'Arcadia lúdica en el prado resonante', de William Blake

Los niños son incluidos en la arcadia campestre en el poema 'El prado resonante' de William Blake. La vida sigue su curso mientras los pequeños son contemplados por sus familiares adultos y ancianos, el tiempo es privilegiado, de una primavera que permite que todos son entonen con las avecillas, representación de los niños alegres que se hacen oír en el prado.

Sepulcro de William Blake

Sepulcro de William Blake

Hoy os queremos hablar del 'El prado resonante' de William Blake, que actualiza un campo propio de la arcadia, poseedor de un tiempo y espacio ideales para el arte y el ocio placentero. Al deleite de los niños en el prado se suma el vuelo de las aves, un complemento del ambiente positivo que todos comparten al unísono.

William Blake (Londres, 1757-1827) pudo registrar en su poesía tanto la pesadilla como el gozo, considerado un vidente, enuncia la contemplación de maravillas y situaciones gentiles con lirismo y delicadeza. La paz es un estado que se puede enunciar en poesía, no es una forma de dulcificar el arte gratuitamente.
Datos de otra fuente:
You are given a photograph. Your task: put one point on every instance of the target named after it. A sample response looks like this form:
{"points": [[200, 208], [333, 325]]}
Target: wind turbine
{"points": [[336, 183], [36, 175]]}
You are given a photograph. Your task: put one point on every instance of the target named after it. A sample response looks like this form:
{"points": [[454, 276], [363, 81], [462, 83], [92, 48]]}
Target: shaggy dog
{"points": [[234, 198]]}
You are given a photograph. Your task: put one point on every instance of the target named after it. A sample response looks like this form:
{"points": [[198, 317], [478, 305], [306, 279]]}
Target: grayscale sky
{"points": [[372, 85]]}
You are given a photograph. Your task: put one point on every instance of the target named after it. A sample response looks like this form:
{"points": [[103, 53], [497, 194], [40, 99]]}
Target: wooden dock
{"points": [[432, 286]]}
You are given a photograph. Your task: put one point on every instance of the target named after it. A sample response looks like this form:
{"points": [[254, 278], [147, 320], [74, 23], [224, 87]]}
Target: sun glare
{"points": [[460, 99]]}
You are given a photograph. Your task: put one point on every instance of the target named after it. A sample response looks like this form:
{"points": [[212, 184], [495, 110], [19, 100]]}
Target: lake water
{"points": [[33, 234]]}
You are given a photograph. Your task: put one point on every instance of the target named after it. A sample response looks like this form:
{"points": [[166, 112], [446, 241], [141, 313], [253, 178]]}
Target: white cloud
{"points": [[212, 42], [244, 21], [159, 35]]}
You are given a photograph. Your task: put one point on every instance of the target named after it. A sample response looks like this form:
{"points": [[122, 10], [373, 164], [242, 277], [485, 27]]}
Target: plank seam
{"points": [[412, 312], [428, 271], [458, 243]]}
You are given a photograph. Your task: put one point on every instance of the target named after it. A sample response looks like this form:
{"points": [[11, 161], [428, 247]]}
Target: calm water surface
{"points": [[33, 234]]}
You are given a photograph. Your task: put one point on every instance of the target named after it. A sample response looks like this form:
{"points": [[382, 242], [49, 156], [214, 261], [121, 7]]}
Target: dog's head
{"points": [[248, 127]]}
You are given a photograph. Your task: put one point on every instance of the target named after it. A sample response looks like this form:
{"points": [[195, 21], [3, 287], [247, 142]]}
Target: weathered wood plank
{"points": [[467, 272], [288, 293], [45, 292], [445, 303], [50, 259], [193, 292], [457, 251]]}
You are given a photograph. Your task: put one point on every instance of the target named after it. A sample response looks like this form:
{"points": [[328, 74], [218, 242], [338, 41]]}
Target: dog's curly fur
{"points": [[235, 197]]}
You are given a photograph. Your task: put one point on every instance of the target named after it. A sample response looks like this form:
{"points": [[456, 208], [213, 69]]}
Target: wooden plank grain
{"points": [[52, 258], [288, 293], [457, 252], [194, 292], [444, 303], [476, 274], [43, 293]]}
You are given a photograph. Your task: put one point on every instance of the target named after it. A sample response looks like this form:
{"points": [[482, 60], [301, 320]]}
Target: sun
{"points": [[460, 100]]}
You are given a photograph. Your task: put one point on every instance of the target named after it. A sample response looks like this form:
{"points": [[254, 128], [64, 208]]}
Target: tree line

La contemplación del absoluto la requiere, y esta no desdeña el gozo del espíritu.

Recordemos que la pureza es una virtud en los seres vivos al ser recreados por el arte, de esto dio ejemplo Blake en su 'Canción de la inocencia', incluso en su contemplación de la divinidad como fuente de dicha en su poema 'El cordero'. El bien es un motivo para la poesía elevada, para presentarlo el poeta configura el escenario ideal.

La arcadia para los niños
Algunos podrán decir que la arcadia es un lugar sólo para adolescentes o jóvenes, pero en Blake se amplía este espacio a los pequeños, quienes juegan ante la vista de sus familias. En la 'Galatea' de Cervantes resaltaba la presencia de zagalas y muchachos, pero esta juventud podría alcanzar la infancia, debido al contexto de despreocupación que provee el lugar ideal para el arte. Toda revisión y desarrollo de tópicos tiende a incluir más que excluir, de allí que la infancia se revalora como preparación para la vida en el arte.

El arte brinda a los personajes que lo representan una conciencia de pertenencia a una entelequia, actualizada como mímesis de la vida. Como la arcadia es el lugar ideal de la vida dedicada al arte, la debe contener en todas sus etapas, así el poema recrea una jornada del amanecer al ocaso, donde los pequeños juegan vistos por los adultos y los ancianos. En la arcadia, cualquier tema simple se eleva a la categoría de arte, lo que importa es la representación de un impulso creador para el juego análogo al del poeta para el arte.

El prado es resonante por la alegría de los niños, ellos están comparados a las avecillas que trinan en la primavera. El prado como lugar de la vida y símbolo de la arcadia la refleja en vista y oído. La fiesta del juego dura una jornada del amanecer al anochecer, cuando los pequeños se retiran a sus casas exhaustos de su lúdica actividad.